Venba and Thirsty Suitors humanize vast swaths of people that might otherwise be bastardized, rendered a caricature, or simply ignored, and in ways that treat them as real people of the world. I can relate to Jala’s insecurities around her older sister, Aruni, and how she sometimes feels like the favored child for steering closer to her parents’ ideals and expectations. In another game, that storyline could be colored in a different way, and it wouldn’t necessarily be a worse direction. That it specifically strikes at generational conflicts atop the very real othering that occurs due to immigration and status is the cherry on top though, and allows for Thirsty Suitors to transcend being just any other tale of familial trauma. Venba’s concerns that her son Kavin is responding to an anglicized version of his name more often than its actual spelling and pronunciation–Yes, it’s Kavin, not Kevin–doesn’t reflect a feeling I know my parents felt, but it does strike a nerve of mine that’s been a sore point the last few years. The accent mark in my name may as well have been invisible to everyone my whole life, including myself. It’s things like this, both big and small, that plague frequently marginalized people and begets further misunderstanding. The tensions of these games are not only real but specific enough to make real people out of ideas.
While I’ve fixated on these two titles, they aren’t the only ones doing the work. El Paso, Elsewhere from Strange Scaffold is another brilliant title that comes to mind in the vein of classic Max Payne and is explicitly about the interiority of its lead, a Black man named James Savage, who is voiced by the game’s director Xalavier Nelson Jr. Its soundtrack, a hip-hop concept album, is a novelty in the games space and I am thankful all the time that it’s begun carving out a place for such a prominent factor in Black culture to deservedly fit into the world of games.
2023 has been a great year for knocking down walls and 2024 is hopefully poised to continue this trend. If I may betray a bias for a second, it is wonderful to have received these games and been able to connect to them on levels I haven’t otherwise been able to. I want something that more directly speaks to my own cultural identity; something that might canonize a Dominican or facets of Dominican life in a video game if only to make a similar declaration to what the aforementioned titles are making.

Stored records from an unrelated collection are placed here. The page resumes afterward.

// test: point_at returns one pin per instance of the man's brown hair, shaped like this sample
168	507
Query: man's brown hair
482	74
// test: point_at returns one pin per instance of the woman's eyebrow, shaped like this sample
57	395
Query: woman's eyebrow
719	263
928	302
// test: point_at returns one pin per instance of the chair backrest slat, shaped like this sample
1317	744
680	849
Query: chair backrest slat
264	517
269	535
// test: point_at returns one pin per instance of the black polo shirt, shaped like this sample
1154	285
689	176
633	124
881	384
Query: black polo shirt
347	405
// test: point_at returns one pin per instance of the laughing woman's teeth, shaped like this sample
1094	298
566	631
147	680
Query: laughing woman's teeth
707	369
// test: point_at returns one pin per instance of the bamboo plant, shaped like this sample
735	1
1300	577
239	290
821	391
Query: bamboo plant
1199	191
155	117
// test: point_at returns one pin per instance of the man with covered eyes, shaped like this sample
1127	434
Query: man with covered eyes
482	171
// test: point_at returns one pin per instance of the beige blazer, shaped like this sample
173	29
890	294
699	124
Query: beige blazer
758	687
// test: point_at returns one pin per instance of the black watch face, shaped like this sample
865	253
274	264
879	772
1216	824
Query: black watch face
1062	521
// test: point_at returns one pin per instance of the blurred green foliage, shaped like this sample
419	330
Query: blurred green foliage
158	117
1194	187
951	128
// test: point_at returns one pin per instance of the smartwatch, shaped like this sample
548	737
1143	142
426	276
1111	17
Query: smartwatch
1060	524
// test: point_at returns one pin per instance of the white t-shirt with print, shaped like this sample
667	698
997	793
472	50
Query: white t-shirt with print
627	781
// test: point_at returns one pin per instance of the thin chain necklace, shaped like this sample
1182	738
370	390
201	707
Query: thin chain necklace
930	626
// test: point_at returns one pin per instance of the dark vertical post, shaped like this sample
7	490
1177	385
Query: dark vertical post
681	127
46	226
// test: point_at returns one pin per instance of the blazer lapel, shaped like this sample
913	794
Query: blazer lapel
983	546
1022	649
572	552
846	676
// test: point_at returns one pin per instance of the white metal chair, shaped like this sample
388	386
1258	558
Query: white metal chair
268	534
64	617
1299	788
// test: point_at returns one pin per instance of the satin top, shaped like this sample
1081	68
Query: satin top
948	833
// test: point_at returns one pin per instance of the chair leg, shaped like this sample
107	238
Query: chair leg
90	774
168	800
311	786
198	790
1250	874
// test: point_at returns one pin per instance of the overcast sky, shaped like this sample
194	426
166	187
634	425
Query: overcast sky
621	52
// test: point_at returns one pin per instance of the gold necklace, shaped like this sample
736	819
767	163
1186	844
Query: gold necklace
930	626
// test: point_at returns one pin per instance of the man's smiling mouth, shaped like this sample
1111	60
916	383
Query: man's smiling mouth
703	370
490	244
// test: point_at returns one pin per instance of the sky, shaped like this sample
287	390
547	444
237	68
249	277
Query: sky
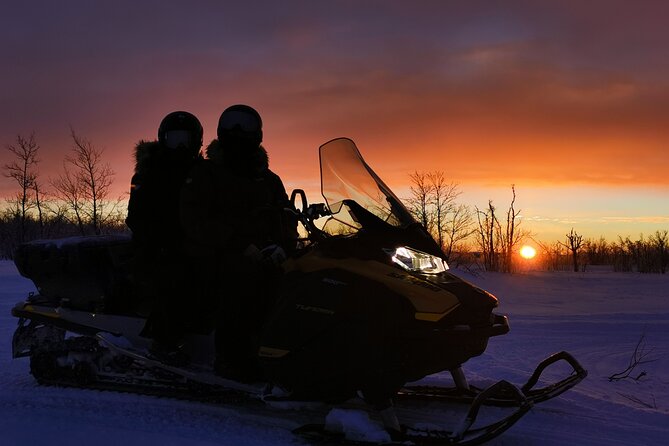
566	100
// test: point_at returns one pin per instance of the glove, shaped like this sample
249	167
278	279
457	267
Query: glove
273	256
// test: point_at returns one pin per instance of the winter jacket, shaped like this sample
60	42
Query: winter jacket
153	214
230	202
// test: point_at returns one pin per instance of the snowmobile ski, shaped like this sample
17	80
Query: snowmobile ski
535	395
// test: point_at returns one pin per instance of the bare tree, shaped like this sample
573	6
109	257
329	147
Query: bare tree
433	203
444	195
419	203
487	236
513	235
660	243
24	171
458	229
497	244
574	242
84	185
68	190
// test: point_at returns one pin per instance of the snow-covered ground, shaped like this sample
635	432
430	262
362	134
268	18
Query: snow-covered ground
598	317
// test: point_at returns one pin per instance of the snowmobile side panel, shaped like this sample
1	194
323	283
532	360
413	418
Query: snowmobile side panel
83	322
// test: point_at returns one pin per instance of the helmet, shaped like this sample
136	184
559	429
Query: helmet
181	129
240	122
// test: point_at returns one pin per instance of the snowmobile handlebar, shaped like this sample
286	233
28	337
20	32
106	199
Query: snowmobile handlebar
308	213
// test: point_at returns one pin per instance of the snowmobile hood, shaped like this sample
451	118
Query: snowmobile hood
430	301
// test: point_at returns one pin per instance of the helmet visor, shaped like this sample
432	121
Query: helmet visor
237	119
176	138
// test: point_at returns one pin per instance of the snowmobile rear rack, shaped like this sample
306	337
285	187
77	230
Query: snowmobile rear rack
535	395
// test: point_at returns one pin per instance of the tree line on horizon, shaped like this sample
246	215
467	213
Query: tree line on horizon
77	202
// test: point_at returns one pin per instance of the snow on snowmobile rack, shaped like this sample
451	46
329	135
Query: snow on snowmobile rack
366	306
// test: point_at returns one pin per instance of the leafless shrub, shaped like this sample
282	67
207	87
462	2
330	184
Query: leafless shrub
639	357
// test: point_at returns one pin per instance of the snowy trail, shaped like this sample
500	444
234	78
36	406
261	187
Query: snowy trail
598	318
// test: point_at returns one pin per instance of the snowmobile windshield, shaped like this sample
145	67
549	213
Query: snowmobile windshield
348	183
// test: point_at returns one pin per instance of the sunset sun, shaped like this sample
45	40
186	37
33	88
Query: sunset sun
527	252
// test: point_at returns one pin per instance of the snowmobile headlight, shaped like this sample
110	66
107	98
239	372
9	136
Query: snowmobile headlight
413	260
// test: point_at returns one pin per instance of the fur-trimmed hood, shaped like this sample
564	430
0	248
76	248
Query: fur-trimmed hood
254	162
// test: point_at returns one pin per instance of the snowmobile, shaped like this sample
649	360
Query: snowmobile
366	306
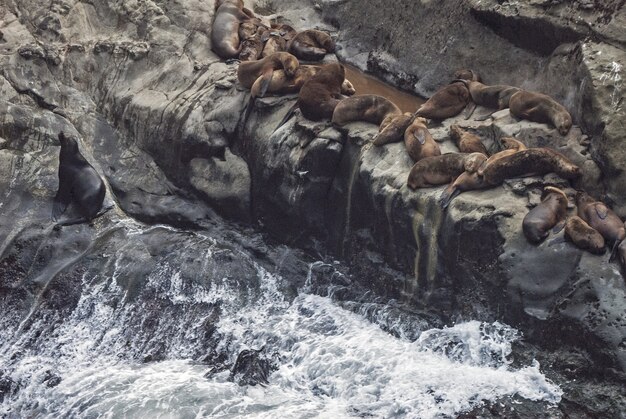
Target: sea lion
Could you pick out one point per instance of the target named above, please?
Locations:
(446, 102)
(583, 235)
(621, 250)
(321, 93)
(549, 213)
(225, 29)
(473, 179)
(79, 184)
(437, 170)
(368, 108)
(497, 96)
(466, 74)
(249, 71)
(251, 44)
(541, 108)
(281, 84)
(601, 218)
(529, 162)
(311, 45)
(392, 128)
(467, 142)
(418, 141)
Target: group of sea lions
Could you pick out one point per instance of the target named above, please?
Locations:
(273, 66)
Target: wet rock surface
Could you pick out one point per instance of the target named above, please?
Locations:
(157, 113)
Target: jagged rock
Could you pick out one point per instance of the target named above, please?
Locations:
(225, 183)
(156, 111)
(251, 368)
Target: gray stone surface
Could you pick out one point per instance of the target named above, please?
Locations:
(157, 115)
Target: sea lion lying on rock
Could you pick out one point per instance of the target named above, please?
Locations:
(529, 162)
(497, 96)
(249, 71)
(225, 29)
(251, 35)
(602, 219)
(446, 102)
(280, 83)
(474, 180)
(466, 74)
(368, 108)
(392, 128)
(79, 184)
(438, 170)
(541, 108)
(311, 45)
(467, 142)
(549, 213)
(418, 141)
(583, 235)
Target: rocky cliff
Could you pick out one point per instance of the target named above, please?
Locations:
(157, 113)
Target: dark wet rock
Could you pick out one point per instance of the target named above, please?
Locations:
(157, 114)
(251, 368)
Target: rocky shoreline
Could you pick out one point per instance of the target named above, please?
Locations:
(157, 112)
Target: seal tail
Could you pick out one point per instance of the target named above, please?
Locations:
(80, 220)
(448, 195)
(484, 117)
(471, 108)
(614, 249)
(287, 116)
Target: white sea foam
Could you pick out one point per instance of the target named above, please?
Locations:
(331, 362)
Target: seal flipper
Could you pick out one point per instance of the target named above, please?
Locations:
(448, 195)
(266, 79)
(61, 200)
(614, 250)
(420, 135)
(601, 210)
(470, 110)
(557, 240)
(558, 227)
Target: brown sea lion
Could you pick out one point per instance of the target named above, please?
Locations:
(446, 102)
(601, 218)
(392, 128)
(529, 162)
(282, 84)
(583, 235)
(548, 214)
(497, 96)
(418, 141)
(368, 108)
(251, 44)
(466, 74)
(225, 29)
(249, 71)
(541, 108)
(274, 41)
(321, 93)
(621, 250)
(467, 142)
(79, 184)
(311, 45)
(473, 179)
(437, 170)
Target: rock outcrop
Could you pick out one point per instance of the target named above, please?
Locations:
(158, 112)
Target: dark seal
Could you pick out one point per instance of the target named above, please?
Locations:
(79, 184)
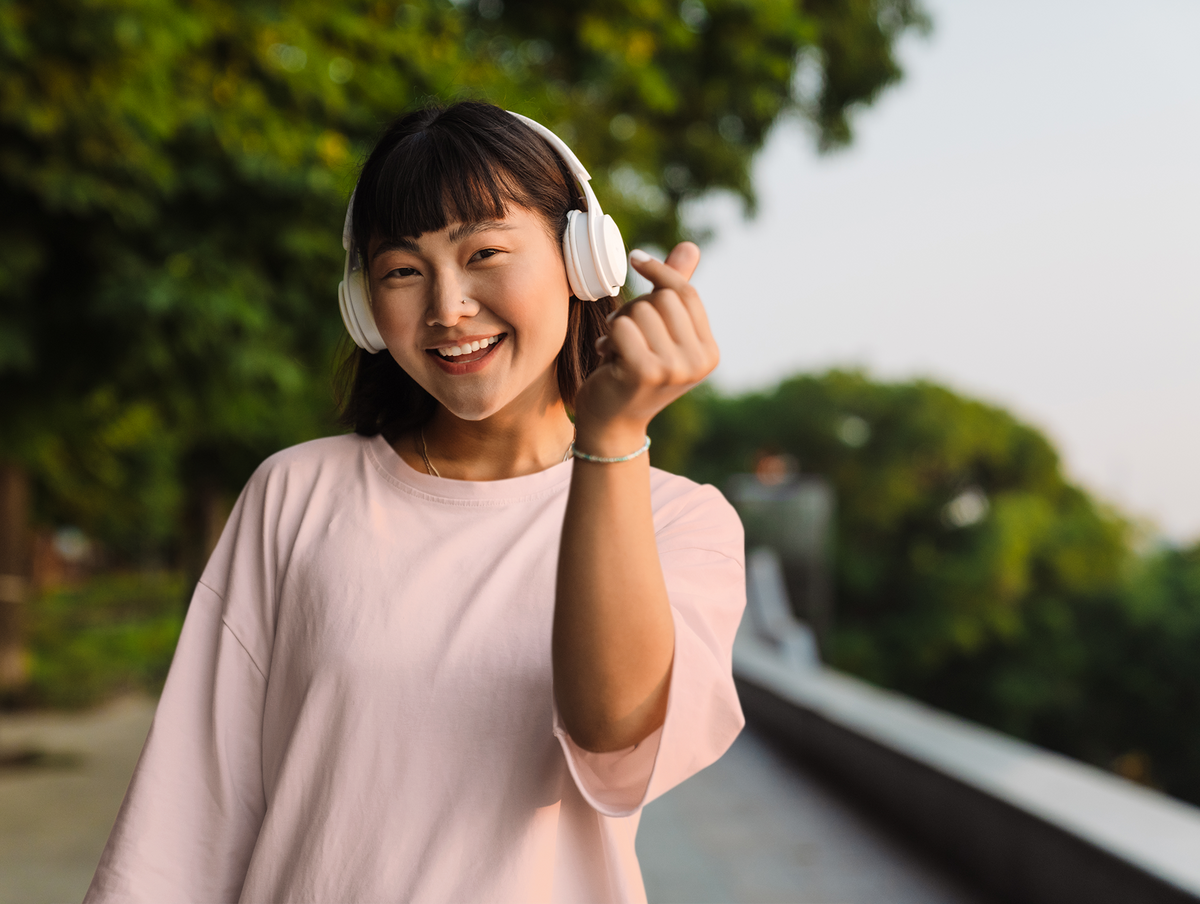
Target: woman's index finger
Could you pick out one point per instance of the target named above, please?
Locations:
(683, 258)
(672, 274)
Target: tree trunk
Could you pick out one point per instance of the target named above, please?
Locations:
(15, 561)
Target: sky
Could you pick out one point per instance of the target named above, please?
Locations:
(1018, 219)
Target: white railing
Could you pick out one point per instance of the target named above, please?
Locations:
(1026, 824)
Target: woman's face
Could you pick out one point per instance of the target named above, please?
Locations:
(475, 312)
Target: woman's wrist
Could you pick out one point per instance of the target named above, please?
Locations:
(609, 439)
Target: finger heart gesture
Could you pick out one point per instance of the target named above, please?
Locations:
(659, 347)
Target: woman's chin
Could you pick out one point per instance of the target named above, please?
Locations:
(472, 409)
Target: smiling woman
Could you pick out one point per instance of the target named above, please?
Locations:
(443, 658)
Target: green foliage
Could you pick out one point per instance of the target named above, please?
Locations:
(954, 519)
(111, 635)
(174, 175)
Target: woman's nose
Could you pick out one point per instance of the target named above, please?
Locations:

Though I’m not sure of when that might come about, and my own game development aspirations have me noodling on ways to manifest it for myself down the line, there is something in the works that comes close.
Despelote, a game about Ecuador’s run at the 2002 World Cup and how the world changed for the people of Quito, is one of the most fascinating games coming on the horizon. It possesses an energy that you just don’t see often, which is probably no small coincidence considering who’s making it compared to who often is allowed to make games. Its vintage presentation, humble premise, and hyper-specific setting all work in tandem to make a game that can truly be labeled unique. I love great big blockbusters as much as the next person, but smaller titles like Despelote simply tell stories other games are either unwilling to tell or incapable of. These stories are as necessary as any other.
This year’s best games may have kicked open the door, but it’s on us to collectively continue through it and tear down any obstacles that might impede us further. We definitely can’t let the door shut behind us. But for now, these titles are worth celebrating, not just for standing on their own as great games but for delivering unto the wider games culture what it so desperately needs more of: perspective.